The latter seems like all the more reason to have more people per km² buying solar panels, no?

Also, more divided than Germany? How so?

[–] [email protected] 1 points 20 hours ago

Well it's made up of four distinct islands in a sort of stretched out chain whereas Germany is more a big block of land in the middle of a continent (depending on your preferred definition of what that is).

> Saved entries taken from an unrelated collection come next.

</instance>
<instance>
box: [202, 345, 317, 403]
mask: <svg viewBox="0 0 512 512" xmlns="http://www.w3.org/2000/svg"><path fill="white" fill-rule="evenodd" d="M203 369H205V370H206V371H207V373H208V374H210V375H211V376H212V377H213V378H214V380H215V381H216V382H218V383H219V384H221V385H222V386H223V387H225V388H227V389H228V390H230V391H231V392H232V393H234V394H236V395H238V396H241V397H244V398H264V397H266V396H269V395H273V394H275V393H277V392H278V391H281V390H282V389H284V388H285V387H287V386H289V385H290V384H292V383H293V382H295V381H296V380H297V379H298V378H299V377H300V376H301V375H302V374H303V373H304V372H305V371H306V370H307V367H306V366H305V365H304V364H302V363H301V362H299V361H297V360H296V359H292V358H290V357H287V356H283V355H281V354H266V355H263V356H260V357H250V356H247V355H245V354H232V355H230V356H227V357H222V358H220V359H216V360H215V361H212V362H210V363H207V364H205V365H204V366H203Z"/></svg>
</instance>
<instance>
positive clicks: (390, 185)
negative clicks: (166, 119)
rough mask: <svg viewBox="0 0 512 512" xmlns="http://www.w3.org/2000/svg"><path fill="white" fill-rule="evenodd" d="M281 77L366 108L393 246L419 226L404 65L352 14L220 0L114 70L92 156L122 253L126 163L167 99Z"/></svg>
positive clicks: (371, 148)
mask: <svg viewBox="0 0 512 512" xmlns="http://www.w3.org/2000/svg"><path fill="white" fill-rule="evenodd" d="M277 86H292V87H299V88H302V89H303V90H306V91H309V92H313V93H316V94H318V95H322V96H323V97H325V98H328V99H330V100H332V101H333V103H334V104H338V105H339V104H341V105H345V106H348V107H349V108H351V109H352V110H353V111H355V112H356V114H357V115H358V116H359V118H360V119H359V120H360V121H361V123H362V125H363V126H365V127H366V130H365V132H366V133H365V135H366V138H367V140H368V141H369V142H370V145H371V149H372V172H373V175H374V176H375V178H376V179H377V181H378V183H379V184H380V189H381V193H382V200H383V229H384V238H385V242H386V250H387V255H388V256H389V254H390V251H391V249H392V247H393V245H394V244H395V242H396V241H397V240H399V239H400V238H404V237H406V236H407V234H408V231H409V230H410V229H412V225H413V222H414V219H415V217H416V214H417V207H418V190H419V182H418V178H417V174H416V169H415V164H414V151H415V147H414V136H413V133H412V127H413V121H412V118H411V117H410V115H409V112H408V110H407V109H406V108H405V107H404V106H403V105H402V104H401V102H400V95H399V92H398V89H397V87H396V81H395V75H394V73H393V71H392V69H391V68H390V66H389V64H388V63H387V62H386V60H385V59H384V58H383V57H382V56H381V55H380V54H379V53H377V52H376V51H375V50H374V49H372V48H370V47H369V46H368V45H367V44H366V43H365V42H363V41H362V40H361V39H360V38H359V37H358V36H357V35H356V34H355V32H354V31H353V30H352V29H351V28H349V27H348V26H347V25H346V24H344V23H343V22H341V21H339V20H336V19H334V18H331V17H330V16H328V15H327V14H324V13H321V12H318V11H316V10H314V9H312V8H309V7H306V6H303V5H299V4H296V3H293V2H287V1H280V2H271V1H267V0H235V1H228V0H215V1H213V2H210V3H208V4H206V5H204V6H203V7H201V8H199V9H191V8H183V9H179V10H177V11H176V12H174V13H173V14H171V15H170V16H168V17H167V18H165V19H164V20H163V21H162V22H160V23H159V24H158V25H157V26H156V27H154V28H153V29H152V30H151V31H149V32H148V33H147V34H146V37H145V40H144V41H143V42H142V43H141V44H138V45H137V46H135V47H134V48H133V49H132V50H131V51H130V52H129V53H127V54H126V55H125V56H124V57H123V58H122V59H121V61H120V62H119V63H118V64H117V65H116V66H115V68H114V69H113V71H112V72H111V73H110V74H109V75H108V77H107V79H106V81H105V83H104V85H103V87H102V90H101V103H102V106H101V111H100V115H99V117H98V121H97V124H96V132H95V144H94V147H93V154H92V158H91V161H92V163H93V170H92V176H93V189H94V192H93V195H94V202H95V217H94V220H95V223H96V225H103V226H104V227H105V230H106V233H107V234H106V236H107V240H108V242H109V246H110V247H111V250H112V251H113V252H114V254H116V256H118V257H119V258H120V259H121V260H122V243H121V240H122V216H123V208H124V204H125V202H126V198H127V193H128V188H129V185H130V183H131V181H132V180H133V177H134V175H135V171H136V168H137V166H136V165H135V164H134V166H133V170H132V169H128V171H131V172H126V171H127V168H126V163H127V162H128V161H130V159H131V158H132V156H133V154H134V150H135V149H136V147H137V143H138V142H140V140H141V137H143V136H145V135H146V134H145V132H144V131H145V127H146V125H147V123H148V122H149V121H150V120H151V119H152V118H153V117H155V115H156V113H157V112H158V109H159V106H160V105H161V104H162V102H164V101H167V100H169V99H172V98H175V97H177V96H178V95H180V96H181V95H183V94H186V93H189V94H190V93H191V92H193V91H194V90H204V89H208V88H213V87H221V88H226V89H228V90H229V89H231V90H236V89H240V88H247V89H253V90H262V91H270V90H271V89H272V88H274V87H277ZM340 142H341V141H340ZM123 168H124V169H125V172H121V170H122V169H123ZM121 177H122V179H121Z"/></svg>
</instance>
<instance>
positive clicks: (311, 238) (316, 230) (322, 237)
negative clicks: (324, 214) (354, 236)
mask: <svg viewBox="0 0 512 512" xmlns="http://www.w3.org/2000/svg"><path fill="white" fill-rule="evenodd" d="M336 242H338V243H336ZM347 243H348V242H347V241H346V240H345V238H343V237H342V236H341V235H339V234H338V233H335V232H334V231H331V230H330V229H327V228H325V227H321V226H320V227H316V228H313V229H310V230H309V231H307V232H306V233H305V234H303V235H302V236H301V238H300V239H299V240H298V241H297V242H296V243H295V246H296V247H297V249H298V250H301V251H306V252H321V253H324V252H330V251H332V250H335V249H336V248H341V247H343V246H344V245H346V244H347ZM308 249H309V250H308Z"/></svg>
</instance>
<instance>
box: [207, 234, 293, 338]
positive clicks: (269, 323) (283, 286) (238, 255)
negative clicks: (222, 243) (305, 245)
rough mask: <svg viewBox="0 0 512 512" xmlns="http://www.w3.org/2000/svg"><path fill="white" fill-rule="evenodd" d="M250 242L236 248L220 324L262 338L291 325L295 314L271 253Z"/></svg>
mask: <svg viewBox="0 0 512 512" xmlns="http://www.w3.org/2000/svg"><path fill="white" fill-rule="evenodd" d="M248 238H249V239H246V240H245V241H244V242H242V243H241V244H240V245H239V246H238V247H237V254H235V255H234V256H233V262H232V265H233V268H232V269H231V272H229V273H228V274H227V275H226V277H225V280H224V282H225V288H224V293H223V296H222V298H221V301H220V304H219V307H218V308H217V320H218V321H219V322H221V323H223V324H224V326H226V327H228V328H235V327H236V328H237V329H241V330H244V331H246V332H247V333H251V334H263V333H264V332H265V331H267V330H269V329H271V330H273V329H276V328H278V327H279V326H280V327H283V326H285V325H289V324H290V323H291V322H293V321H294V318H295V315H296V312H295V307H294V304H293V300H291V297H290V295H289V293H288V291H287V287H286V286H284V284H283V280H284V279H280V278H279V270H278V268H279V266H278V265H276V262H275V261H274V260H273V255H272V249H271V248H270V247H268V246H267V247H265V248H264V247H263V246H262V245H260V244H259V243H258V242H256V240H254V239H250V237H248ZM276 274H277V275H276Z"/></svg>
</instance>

[–] [email protected] 5 points 1 day ago (1 children)

In all these overviews I would really like to start seeing the EU grouped as well.

[–] [email protected] 0 points 1 day ago

That's what I thought too, but think of the drop in the number of needed politicians, we'd cut so many useless people that it would sound incredible to most of us

[–] [email protected] 5 points 1 day ago (3 children)
[–] [email protected] 4 points 1 day ago

Calm down doc

[–] [email protected] 2 points 1 day ago

That’s heavy.

[–] [email protected] 2 points 1 day ago* (last edited 1 day ago) (1 children)

Thats peak capacity i assume, not actual average production. If you average this over a year (including nighttime, sun angle and weather variation) its probably 1/10 of that or something like that. Still very decent.

[–] [email protected] 3 points 1 day ago (2 children)

Ha. Thanks for the explanation. I was sorta quoting BttF.

[–] [email protected] 2 points 1 day ago

Ooh lol oopsie

[–] [email protected] 2 points 1 day ago* (last edited 1 day ago)

Could you imagine? a world where the US is run by a corrupt sleazy “businessman”.

Haha movies am I right,

[–] [email protected] 1 points 1 day ago

China's utility only solar was 880gw in 2024. Double infographic.